Figure 6.. Knockdown of endogenous Panx1 reduces LPC-16:0-triggered release of cleaved IL-1β.

(A) Panx1 protein expression levels in PMA-differentiated/LPS-primed THP-1 control (shRNA-empty vector) cells or two different shPANX1 knockdown (KD) lines. (B) Cleaved IL-1β released into culture supernatant following stimulation with 50 µM LPC-16:0 for 1.5 hr. A representative blot for control and Panx1 knockdown cells is shown. (C) Densitometry (ImageJ) was used to quantify the LPC-16:0-induced release of cleaved IL-1β from control and Panx1 KD-b cells relative to the release from control cells only primed with LPS. (D) Relative amount of the retained pro-IL-1β normalized to total protein in the cells. p values were calculated using unpaired Student’s t-test. * indicates p<0.0032 and ** indicates p<0.0021. Error bars represent SD. Three individual experiments using different batches of cells (biological replicates) were performed.

Figure 6—figure supplement 1.. Expression of Panx1 and other inflammasome components in THP-1 cells treated with LPC16:0.

(A) Protein expression levels of NLRP3, full-length caspase 1, and (B) Panx1 in PMA-differentiated/LPS-primed THP-1 cells used in LPC16:0-induced IL-1β release experiments. Relative NLRP3 and caspase 1 levels (A) in cell lysates were quantified with densitometry by normalizing to total protein loading. Three individual experiments using different batch of cells (biological replicates) were performed.

Figure 7.. Schematic summary of Panx1-mediated signaling.

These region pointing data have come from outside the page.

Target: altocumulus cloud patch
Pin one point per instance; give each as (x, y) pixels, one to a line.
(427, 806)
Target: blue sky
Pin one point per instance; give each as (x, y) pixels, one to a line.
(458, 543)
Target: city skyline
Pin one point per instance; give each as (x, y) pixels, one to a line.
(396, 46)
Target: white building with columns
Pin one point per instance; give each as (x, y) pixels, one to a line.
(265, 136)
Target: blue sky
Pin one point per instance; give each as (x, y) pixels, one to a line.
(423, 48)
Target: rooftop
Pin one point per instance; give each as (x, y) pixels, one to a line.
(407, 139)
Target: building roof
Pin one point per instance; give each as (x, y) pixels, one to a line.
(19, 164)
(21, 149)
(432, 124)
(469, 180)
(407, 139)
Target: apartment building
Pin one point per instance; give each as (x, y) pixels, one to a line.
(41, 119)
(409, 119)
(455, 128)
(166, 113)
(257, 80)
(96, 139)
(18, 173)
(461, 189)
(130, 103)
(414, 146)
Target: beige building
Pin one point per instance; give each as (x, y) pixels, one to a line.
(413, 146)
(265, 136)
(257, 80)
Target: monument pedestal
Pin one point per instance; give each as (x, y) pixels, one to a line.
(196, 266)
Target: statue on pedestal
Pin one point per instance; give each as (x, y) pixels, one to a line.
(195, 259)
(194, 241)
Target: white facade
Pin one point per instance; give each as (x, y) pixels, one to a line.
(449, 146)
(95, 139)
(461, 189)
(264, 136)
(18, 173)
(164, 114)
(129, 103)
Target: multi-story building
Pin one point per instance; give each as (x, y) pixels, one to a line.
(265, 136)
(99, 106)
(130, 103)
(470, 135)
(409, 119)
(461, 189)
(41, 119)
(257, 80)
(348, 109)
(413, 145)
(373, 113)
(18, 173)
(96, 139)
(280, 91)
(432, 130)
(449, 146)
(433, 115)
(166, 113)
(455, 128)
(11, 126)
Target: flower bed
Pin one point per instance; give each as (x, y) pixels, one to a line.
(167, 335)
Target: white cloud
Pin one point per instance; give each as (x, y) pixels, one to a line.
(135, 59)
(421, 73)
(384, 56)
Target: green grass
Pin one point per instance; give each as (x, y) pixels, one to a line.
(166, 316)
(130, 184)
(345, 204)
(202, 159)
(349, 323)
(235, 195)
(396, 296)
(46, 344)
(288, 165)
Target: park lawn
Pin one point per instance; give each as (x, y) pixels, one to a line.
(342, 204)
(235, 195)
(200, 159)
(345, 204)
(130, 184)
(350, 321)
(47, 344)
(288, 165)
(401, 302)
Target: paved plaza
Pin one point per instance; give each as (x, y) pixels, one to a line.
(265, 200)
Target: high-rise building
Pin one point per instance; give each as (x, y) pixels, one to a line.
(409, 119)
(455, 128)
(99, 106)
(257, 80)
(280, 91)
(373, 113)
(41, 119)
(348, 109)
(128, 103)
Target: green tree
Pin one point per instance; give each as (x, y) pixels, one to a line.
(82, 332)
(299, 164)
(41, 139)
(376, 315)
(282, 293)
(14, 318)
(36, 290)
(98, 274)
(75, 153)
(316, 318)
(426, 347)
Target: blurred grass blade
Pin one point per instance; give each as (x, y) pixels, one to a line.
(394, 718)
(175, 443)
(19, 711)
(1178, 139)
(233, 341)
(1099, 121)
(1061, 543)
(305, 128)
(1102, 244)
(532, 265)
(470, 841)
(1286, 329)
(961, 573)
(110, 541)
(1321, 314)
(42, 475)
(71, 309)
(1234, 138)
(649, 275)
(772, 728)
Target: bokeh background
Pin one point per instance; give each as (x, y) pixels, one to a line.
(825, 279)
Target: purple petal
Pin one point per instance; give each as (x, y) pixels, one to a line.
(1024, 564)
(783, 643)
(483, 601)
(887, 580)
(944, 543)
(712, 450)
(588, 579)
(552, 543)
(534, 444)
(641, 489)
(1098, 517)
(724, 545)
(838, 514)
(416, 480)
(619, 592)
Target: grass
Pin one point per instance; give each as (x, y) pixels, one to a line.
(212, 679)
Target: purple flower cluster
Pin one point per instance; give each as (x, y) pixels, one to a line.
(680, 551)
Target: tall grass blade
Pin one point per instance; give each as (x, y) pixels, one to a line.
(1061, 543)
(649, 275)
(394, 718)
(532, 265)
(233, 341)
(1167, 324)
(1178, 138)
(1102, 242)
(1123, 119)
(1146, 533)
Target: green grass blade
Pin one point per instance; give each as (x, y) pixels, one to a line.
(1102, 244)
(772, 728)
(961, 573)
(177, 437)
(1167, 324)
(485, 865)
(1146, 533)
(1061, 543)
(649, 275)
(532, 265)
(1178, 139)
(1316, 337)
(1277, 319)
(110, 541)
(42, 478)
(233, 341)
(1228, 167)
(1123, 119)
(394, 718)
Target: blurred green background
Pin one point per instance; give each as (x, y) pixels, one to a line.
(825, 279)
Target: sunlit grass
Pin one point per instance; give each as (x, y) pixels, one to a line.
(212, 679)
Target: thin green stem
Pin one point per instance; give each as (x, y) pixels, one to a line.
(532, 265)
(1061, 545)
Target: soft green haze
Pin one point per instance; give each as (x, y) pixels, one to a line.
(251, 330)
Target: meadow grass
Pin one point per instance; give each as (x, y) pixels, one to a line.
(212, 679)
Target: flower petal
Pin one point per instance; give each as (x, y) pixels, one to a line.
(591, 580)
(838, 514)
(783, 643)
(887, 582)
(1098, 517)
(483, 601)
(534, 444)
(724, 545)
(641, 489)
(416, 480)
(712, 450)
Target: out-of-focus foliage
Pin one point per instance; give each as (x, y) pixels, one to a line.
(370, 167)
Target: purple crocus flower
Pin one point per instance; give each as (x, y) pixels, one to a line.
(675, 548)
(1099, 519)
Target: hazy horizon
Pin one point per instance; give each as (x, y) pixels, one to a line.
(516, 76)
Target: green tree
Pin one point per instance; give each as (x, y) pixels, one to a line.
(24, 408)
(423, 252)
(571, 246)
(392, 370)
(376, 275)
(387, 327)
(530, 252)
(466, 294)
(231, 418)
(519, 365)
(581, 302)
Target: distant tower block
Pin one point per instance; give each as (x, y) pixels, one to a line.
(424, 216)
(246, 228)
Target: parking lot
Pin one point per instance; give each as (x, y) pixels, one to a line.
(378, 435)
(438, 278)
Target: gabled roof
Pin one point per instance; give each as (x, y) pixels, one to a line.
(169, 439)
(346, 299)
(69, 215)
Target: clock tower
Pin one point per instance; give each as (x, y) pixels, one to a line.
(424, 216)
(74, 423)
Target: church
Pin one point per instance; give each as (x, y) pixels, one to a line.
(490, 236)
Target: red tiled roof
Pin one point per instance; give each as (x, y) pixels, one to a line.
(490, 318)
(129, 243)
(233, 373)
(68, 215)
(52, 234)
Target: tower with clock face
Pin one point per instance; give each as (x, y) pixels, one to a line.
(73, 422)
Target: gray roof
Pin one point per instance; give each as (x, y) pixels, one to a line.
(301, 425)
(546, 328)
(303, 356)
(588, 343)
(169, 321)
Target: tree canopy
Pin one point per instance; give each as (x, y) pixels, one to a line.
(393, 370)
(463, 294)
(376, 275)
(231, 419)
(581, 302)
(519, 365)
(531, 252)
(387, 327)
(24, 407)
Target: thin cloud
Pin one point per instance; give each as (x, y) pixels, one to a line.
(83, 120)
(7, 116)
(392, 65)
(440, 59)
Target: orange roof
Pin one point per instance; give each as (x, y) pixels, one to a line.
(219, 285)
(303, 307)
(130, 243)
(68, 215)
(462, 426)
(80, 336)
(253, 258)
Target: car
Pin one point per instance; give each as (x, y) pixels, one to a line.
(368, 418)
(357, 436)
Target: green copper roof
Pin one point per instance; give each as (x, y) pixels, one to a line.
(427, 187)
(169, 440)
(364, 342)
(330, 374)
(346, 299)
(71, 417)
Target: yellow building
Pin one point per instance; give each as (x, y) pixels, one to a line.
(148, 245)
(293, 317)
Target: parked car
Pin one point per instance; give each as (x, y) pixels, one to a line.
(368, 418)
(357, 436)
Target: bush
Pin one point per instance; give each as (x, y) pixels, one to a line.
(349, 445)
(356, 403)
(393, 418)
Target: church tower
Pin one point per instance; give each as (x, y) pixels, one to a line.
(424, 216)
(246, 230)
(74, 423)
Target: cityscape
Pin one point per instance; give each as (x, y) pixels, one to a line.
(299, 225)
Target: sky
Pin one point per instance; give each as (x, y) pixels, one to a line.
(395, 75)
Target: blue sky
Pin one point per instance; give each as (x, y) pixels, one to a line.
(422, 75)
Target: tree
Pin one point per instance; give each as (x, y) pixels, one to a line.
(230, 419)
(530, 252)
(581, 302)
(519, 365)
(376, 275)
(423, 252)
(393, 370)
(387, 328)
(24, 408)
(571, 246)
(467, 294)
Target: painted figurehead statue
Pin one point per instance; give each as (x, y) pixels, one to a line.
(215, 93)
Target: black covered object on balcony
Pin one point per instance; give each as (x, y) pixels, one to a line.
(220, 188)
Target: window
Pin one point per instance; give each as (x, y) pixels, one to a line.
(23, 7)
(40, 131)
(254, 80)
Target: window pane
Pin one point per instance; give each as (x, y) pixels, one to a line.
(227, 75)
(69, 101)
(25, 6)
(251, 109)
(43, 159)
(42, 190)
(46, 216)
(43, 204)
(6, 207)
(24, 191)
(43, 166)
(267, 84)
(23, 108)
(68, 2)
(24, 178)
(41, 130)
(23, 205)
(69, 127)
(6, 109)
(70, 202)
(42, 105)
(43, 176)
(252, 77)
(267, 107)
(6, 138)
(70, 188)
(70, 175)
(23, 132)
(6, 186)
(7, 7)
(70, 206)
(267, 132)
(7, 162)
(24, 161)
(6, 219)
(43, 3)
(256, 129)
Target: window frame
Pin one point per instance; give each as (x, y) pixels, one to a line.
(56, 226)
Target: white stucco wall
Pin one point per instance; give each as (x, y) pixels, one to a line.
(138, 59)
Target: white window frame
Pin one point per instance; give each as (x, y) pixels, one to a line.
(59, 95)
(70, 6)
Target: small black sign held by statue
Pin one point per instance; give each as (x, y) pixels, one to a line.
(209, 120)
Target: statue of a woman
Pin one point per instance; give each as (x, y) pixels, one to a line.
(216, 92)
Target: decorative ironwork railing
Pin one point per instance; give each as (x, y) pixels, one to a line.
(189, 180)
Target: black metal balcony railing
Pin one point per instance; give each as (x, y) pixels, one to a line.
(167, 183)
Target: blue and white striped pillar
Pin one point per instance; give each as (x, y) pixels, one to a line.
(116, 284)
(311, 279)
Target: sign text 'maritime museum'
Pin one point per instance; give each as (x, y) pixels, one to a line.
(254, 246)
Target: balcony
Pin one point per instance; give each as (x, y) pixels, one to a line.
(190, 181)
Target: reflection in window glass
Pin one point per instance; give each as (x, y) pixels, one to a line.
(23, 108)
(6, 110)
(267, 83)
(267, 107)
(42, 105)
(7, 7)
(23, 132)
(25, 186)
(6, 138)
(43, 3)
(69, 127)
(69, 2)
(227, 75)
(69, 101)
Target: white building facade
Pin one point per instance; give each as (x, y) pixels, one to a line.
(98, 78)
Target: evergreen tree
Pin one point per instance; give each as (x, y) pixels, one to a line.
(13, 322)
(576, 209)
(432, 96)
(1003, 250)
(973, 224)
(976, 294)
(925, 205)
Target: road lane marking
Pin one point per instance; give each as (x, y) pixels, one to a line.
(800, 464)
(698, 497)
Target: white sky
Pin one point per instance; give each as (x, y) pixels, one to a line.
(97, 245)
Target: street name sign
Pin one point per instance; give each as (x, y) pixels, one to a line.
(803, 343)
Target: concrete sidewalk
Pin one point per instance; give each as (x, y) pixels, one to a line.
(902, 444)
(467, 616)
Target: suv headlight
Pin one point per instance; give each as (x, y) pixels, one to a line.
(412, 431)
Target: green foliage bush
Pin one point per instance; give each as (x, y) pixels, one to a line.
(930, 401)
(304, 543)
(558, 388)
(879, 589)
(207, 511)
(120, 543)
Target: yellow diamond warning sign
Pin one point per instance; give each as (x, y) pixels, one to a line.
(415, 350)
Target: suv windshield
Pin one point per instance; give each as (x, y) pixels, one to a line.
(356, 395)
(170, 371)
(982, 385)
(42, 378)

A Panx1 activation in dying cells. In dying cells, the C-terminal tails of Panx1 are cleaved by caspases, initiating an irreversible mode of Panx1 activation. This leads to the release of ‘find-me’ signals, such as ATP, which play a role in attracting phagocytic cells to the site of cell death. (B) Panx1 activation in living cells. In living cells, activation of membrane receptors such as NMDA, P2X7, TNF-α, and α1-adrenergic receptors stimulates the production of lysophospholipids via cytoplasmic phospholipase A (PLA) enzymes. Lysophospholipids are abundant in extracellular microvesicles and oxidized low-density lipoproteins (oxLDLs). They are also produced by secreted PLAs during pathological conditions, including atherosclerosis and joint or metabolic diseases. These lysophospholipids reversibly activate Panx1, leading to the release of signaling molecules crucial for inflammation and pain.